Whole genome sequencing of human herpesviruses
Anne Palser, Welcome Trust Sanger Inst., Sponsored by Agilent Technologies
Herpes virus review. dsDNA, enveloped viruses. 3 major classes, alpha, beta, gamma.
Diseases include Kaposi’s (KSHV-140kb genome) sarcoma, Burkitt’s lymphoma (EBV – 170kb genome).
Hard to isolate viruses to sequences. In some clinical samples, not all cells are infected. When you sequence samples, you get more human DNA than you do virus. Little known about genome diversity, All sequences come from cell lines and tumours. There is no wild type full genome sequence.
Target enrichment method used to try to enrich for virus DNA.
Samples of cell lines used. Tried 5 primary effusion lymphoma cell lines (3 have EBV, all 5 have KSHV) and 2 burkett lymphoma cell lines (EBV).
Custom baits designed using 120-mers, each base covered by 5 probes for KSHV. Similar done for EBV1 and EBV2. [skipping some details of how this was done.]
Flow chart for “SureSelect target enrichment system capture process” from agilent.com illustration.
Multiplexed 6 samples per lane. Sequenced on Illumina GaII.
Walk through analysis pipeline. Bowtie and Samtools used at final stages.

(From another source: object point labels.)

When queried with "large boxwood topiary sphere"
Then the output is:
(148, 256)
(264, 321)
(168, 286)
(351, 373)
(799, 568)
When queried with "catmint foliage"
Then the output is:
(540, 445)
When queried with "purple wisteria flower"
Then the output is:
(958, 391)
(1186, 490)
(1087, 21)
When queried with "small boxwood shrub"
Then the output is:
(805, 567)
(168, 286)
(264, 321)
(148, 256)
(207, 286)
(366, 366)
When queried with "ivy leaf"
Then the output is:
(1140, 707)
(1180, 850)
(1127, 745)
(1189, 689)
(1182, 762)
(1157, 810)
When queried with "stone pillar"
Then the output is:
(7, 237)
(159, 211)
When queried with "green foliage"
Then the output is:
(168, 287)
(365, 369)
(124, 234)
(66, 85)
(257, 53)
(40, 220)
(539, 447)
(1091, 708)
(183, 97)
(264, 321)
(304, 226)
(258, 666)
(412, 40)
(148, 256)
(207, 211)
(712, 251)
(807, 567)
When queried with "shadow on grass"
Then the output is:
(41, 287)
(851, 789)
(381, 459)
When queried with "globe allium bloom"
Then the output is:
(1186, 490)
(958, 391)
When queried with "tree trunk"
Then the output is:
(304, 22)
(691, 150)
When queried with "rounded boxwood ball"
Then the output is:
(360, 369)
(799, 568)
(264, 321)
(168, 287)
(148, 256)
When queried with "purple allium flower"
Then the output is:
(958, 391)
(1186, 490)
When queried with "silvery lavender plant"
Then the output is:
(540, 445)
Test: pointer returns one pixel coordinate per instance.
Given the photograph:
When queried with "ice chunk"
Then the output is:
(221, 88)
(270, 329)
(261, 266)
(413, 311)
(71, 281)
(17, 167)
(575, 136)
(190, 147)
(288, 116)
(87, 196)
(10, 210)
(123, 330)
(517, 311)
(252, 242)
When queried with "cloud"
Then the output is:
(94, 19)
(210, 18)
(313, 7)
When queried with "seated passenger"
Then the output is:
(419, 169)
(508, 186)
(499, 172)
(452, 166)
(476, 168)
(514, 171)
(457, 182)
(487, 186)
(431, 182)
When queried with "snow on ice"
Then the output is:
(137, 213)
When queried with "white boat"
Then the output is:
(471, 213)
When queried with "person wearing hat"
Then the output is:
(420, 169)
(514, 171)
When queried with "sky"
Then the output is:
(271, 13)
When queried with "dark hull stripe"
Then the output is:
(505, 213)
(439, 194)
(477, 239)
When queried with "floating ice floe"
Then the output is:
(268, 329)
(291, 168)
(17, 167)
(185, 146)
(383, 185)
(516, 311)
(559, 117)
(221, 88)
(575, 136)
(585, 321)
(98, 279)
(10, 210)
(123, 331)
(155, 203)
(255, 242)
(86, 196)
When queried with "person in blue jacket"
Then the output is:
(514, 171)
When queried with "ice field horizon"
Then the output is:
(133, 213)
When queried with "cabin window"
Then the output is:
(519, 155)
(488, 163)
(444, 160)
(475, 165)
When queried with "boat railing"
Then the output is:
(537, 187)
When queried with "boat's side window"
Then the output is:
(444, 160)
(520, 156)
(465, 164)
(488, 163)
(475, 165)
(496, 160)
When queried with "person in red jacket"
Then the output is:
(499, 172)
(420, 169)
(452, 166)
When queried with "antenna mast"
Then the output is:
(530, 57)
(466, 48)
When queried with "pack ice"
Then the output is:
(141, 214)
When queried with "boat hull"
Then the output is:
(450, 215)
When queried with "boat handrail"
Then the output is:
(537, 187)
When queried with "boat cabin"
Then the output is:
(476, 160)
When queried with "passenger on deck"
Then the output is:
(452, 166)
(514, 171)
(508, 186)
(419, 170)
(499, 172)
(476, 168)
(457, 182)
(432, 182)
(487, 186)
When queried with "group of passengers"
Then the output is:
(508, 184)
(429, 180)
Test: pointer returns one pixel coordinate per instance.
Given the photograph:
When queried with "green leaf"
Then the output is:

Specific capture of virus DNA.
- KSHV. 77-91% reads map to reference sequence. Capture looked good.
- EBV: 52-82% mapping to ref.
Coverage looks good, and high for most of the genome. Typical for viral sequencing.
SNPs relative to ref. sequence. 500-700 for KSHV, 2-2.5k for EBV relative to reference seq. Nice Circos-like figure showing distribution.
- Custom SureSelect to isolate virus dna from human dna is successful.
- full genome sequence viruses obtained.
- analysing snps and minority species present
- currently looking at saliva samples, looking estimate genomic diversity
- looking at clinical pathologies
- high throughput, cost effective, applicable as a method to analyse other pathogen sequences.